Coder Social home page Coder Social logo

generate-git-repo's Introduction

generate-git-repo

Generate Git repositories for testing purposes.

If you have tooling/scripts that read and interact with Git repositories, you might want to test them against reproducible variations.

Example

CLI:

cat ./example-input.json | generate-git-repo --bare ./path-to-new-repo

Result:

Example

example-input.json:

[
  { "type": "commit",   "id": "a", "message": "Initial commit" },
  { "type": "commit",   "id": "b", "message": "Commit B",      "parents": ["a"] },
  { "type": "commit",   "id": "c", "message": "Commit C",      "parents": ["a"] },
  { "type": "merge",    "id": "d", "commits": ["b", "c"],      "tags": ["1.0.0"] },
  { "type": "commit",   "id": "e", "message": "Commit E",      "parents": ["d"],      "branches": ["master"] },
  { "type": "config",   "all_name": "Danny", "all_email": "[email protected]" },
  { "type": "commit",   "id": "f", "message": "Commit F",      "parents": ["d"] },
  { "type": "branch",   "name": "pull-request", "on": "f" }
]

Write a program to generate the input, and pipe it into generate-git-repo

The motivation for using stdin is to allow other programs to generate the list of commands. This is the intended purpose of generate-git-repo.

Suppose you have a Node.js script create-tree.js. It declares a recursive tree.
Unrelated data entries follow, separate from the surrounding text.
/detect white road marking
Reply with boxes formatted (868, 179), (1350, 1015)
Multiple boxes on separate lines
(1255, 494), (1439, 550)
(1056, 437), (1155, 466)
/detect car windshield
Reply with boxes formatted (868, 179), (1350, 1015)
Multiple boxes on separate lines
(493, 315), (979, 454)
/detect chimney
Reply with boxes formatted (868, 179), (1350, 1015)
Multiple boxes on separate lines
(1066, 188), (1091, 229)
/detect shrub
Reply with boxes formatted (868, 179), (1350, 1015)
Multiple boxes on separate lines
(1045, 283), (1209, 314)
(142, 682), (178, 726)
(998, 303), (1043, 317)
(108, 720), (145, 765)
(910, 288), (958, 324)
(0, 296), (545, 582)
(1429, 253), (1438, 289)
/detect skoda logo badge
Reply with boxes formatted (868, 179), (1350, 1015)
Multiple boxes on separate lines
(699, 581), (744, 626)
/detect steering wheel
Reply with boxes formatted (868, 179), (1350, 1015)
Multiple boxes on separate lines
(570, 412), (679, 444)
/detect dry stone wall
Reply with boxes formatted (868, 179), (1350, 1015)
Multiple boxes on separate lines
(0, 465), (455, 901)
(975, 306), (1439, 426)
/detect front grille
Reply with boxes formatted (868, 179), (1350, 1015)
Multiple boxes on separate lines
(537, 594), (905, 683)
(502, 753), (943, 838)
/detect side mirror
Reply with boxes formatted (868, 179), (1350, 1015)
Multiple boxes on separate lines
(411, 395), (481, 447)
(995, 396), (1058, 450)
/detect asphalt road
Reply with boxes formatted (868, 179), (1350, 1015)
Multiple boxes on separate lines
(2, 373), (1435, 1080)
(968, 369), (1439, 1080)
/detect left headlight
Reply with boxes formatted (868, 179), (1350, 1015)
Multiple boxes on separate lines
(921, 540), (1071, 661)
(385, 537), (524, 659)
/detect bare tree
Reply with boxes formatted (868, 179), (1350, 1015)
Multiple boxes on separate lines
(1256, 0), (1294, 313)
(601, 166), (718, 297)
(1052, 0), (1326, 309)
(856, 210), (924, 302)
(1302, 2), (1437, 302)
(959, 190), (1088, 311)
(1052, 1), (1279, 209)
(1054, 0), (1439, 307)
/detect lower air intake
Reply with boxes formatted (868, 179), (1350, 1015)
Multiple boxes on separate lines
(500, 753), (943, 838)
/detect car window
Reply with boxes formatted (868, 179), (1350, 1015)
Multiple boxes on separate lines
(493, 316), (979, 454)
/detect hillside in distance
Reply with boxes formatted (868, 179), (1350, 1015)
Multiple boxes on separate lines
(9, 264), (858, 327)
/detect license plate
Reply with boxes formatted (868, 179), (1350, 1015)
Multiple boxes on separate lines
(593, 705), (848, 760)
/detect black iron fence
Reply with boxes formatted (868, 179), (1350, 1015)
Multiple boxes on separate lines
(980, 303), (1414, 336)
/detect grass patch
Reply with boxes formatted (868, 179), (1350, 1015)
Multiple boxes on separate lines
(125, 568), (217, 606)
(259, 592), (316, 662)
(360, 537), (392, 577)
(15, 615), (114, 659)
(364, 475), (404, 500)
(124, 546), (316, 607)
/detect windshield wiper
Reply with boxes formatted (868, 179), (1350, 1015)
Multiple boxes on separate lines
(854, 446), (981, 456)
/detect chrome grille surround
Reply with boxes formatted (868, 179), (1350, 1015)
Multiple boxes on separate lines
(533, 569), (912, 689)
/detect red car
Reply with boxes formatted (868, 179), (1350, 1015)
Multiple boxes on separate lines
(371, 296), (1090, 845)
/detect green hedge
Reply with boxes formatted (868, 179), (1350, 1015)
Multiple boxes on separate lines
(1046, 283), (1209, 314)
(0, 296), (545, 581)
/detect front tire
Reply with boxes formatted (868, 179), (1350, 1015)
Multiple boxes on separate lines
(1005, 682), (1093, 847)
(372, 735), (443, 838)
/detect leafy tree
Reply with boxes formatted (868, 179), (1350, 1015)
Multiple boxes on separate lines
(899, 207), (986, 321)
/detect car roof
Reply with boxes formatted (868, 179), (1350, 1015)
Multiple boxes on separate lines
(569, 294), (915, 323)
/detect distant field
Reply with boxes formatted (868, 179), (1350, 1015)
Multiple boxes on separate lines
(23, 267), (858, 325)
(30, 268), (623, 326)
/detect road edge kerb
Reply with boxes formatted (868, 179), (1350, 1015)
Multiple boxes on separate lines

node ./create-tree.js | generate-git-repo --bare ./crazy-tree-repo

Or if you'd rather save a compiled list of commands and feed that into the progrram, you can do that too.

Command documentation

WORK IN PROGRESS

"type": "commit"

Creates a commit.

Fields:

  • id - Required. Commit identifier. This is NOT a Git commit hash, but rather a way for the generator to internally keep track of commits.
  • message - Optional. Commit message. Can be a single line, or multiple lines. If not specified, the message is the commit identifier.
  • parents - Optional. A list of parent commits. If not specified, creates an orphaned commit (i.e. for initial commits).
  • tree - Optional. A object where the key is the path, and the value is the file contents. It specifies the files and directories that should be in the commit. If not specified, the commit uses the default set of files (none by default).
  • branches - Optional. A list of branch names. All listed branch names will be set to this commit. Branches can also be created in the "type": "branch" command.
  • tags - Optional. A list of tag names. All listed tag names will be set as lightweight tags to this commit. Tags can also be created in the "type": "tag" command.

For any tree string values, the encoding is UTF-8.

Example:

{
  "type": "commit",
  "id": "4",
  "message": "Test",
  "parents": ["1", "2", "3"],
  
  "tree": {
    "hello.txt": "world",
    "directory/foo.txt": "bar",
    "directory/fizz.txt": "buzz"
  }
}

"type": "branch"

Creates a branch at the reference. Branches can also be created in the "type": "commit" command.

Fields:

  • name - Required. The name of the branch. e.g. master
  • on - Required. Where to create the branch.

"type": "config"

Applies miscellaneous configuration, such as author/commiter/tagger information.

Note: all_ has low precedence. e.g. If author_name and all_name are both set, then author_name will apply to the author, and all_name will apply to the committer and tagger.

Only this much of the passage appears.